Wobei an dieser Stelle endlich auch davon die Rede sein muss, dass die Sonntags-Kriminalfilme aus dem Ersten oft weitaus besser als ihr Ruf sind – was nicht der unwichtigste Aspekt ist, wenn man die lange Lebensdauer des „Tatorts“ erklären will. Im 90-Minuten-Format gelingt es doch häufiger als man glauben könnte, die Gesellschaft und ihre komplexen Malaisen zu durchdringen. Und sollte es darum gar nicht gehen, dann kann es durchaus vorkommen, dass sich der hundertste Mord an der Geliebten wie der erste anfühlt, weil der Täter so abgründig ist wie kaum je einer. Beim „Tatort“ trauen sich deutsche Regisseure, Redakteure und Autoren vor allem in letzter Zeit, groß zu denken. Was aufs Spiel zu setzen. Fernsehneuland zu betreten. Wobei der Spaß schnell aufhört, etwa wenn jemand den „Tatort“-Vorspann abschaffen will.

Klotzen statt kleckern ist beim "Tatort" die Devise

Die sonst aus dem fiktionalen Programm nicht wegzudenkende Grundregel „Das versteht der Zuschauer nicht!“ scheint jedenfalls außer Kraft gesetzt zu sein. Selbstbewusstsein statt Selbstbeschneidung. Und weil selbst ein halb missratenes Experiment noch mit knackigem Zuschauerbonus belohnt wird, schmerzen die Ausrutscher nach unten hier weniger als anderswo. Wo sich das deutsche Fernsehen mit dem Lustigsein so schwer tut, gehört es, Gebührenschimpf hin, US-Vorbilder her, im Krimifeld zu den Spitzenreitern. Mut, Millionenpublikum sowie einem nicht zu knappen Budget sei Dank. Klotzen statt kleckern, dazu neigt das Durchschnittsfernsehen ja sonst eher nicht.

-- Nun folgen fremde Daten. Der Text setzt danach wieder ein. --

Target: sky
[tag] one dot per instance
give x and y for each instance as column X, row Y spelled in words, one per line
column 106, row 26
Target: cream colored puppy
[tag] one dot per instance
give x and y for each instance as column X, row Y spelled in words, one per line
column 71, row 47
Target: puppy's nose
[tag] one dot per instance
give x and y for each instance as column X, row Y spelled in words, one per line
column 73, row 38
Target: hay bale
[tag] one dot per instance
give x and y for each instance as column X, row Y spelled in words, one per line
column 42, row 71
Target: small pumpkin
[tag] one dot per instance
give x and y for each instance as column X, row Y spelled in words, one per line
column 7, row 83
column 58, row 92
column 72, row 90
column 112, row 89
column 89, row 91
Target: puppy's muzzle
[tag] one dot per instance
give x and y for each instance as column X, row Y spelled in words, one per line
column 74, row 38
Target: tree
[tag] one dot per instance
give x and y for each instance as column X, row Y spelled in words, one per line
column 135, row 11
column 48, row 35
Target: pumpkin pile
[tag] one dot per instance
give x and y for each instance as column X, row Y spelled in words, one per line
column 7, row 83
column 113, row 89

Verhältnismäßig jung und durchaus zu begrüßen ist etwa die Drehbuch-Idee, den Kommissaren dieselben psychischen Auffälligkeiten wie den Bösewichten anzudichten oder zumindest: jenen Kommissaren Deformationen mit auf den Weg zu geben, die das Ermitteln erschweren. Seit Schimanski dürfen die aktuellen Ermittler saufen, fluchen, die Reviereinrichtung zertrümmern.

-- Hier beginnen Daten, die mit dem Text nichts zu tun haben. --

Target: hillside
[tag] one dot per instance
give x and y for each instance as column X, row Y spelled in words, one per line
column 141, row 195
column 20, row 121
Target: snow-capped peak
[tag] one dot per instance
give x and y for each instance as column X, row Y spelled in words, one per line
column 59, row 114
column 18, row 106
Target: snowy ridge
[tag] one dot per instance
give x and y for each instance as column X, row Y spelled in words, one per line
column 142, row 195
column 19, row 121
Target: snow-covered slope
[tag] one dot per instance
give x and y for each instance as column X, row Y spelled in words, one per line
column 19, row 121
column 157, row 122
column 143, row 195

Die Bösen kommen nicht davon

Der „Tatort“, mit all seinen guten und schlechten Umsetzungen all dessen, was im realen Leben nicht passieren sollte – Mord! Totschlag! – und nur am TV-Gerät halbwegs aushaltbar ist, dieser mächtige Unterhaltungsdampfer „Tatort“ sorgt jeden Sonntag für die Ordnung der Dinge, weil die Bösen ja nie davonkommen. Er ist wie jedes Ritual ein Anker im Fluss der Zeit. Und so ist die Anhänglichkeit eines Millionenpublikums ein Zeichen für das Bedürfnis, das zu sehen, was andere sehen – die Freiheit eingeschlossen, bei Nichtgefallen auch mal wegzuschalten.